President Trump’s executive order to keep the factories open was ignored, due to the danger it would have posed to the workers. These closures meant that farmers had nowhere to send the animals that were ready to be killed and made into food for human consumption. Faced with limited space on their own land, farmers are confronted with an incredibly difficult proposition: end the lives of thousands of animals that only ever lived to be turned into food.
This problem is made worse by consolidation within the meat industry, leading to fewer and larger meat processing plants across both the US and Europe. When one plant closes down for any number of reasons, a long chain of destructive consequences ensues. During this specific health and food crisis, piglets and chickens were reported to be at the highest risk of premature slaughter, due to the vast amounts of them we consume, as well as their artificially shortened lifespans, which is a result of modern factory farming. In Iowa, politicians warned that 700,000 pigs would need to be culled every week, and one chicken processor reported having to kill 2,000,000 chickens during the month of April alone.
Maybe these numbers don’t seem too shocking to a society that has become numb to killing animals for their meat. But what about when those animals have been specifically bred and fattened up for us, when they have spent their entire lives in painfully close quarters and been given antibiotics so they wouldn’t develop infections from their dirty enclosures, when they have been taken from their mother after birth so that we could drink the milk instead of them, when they have had to endure a short and inhumane life and then after all of that, they were killed and dumped into a giant hole in the ground? What about then?
At the time of writing this article, 25 times more hens have lost their lives than humans due to COVID-19.
By September, the pork industry expects the same to be true of pigs.
While I reject the idea that there is a humane way to kill, there are guidelines that slaughterhouses should follow for the humane killing of animals; these include electrical stunning, blunt force trauma, or depriving the animals of oxygen.
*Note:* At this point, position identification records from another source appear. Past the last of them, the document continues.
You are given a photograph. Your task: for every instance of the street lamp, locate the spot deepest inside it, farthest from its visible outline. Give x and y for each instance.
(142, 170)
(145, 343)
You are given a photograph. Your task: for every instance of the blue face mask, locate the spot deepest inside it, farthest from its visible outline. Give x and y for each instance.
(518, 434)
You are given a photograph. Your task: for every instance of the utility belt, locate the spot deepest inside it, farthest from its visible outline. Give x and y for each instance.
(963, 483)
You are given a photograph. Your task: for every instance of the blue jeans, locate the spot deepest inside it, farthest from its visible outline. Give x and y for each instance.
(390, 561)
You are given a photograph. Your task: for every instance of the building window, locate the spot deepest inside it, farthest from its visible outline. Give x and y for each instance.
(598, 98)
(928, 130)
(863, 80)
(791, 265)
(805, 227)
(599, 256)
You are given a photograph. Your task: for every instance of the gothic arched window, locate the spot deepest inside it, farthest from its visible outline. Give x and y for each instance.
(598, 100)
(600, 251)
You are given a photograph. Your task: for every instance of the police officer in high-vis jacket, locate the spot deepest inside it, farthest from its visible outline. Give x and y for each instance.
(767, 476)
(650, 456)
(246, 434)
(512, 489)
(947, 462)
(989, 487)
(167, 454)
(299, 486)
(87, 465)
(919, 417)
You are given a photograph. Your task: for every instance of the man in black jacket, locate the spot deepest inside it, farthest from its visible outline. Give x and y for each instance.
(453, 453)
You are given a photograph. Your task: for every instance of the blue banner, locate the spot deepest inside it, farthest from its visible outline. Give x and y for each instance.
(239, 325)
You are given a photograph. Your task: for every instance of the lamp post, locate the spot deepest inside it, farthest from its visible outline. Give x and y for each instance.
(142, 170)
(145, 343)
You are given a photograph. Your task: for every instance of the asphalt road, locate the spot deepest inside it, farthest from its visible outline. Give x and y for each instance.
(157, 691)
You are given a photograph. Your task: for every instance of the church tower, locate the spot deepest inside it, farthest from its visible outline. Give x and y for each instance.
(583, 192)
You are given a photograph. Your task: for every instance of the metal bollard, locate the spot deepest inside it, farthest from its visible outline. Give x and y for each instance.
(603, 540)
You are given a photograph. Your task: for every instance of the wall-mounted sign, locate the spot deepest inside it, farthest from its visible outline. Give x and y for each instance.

In the case of a crisis—which is exactly what we find ourselves in—other methods are promoted.
The AVMA has listed as some of their preferred methods of culling chickens the use of a water-based foam to smother and suffocate the birds, whole-house gassing of their enclosure, or mechanically-assisted cervical dislocation. Less preferred methods—but still permitted in constrained circumstances (which again, we are in)—include controlled demolition, decapitation, or VSD plus, which entails shutting off all ventilation and combining it with carbon dioxide gassing, leading to a disorienting death whereby the animals are essentially cooked alive. This last method has also been recommended for piglets.
It is time we treat animals with a little lot more respect. If we, as a species, are going to continue to eat animals, we need to do so in a way that values the life that lived and died for a pork chop or a chicken cutlet. Animal agriculture needs to become more humane (which means we all need to eat less meat, but more on that another time…), processing plants need to become less crowded and more hygienic, and supply chains need to become nimbler. We have learned more than ever during this time how interconnected we are as humans, and I think it is time we realize how interconnected we also are as animals.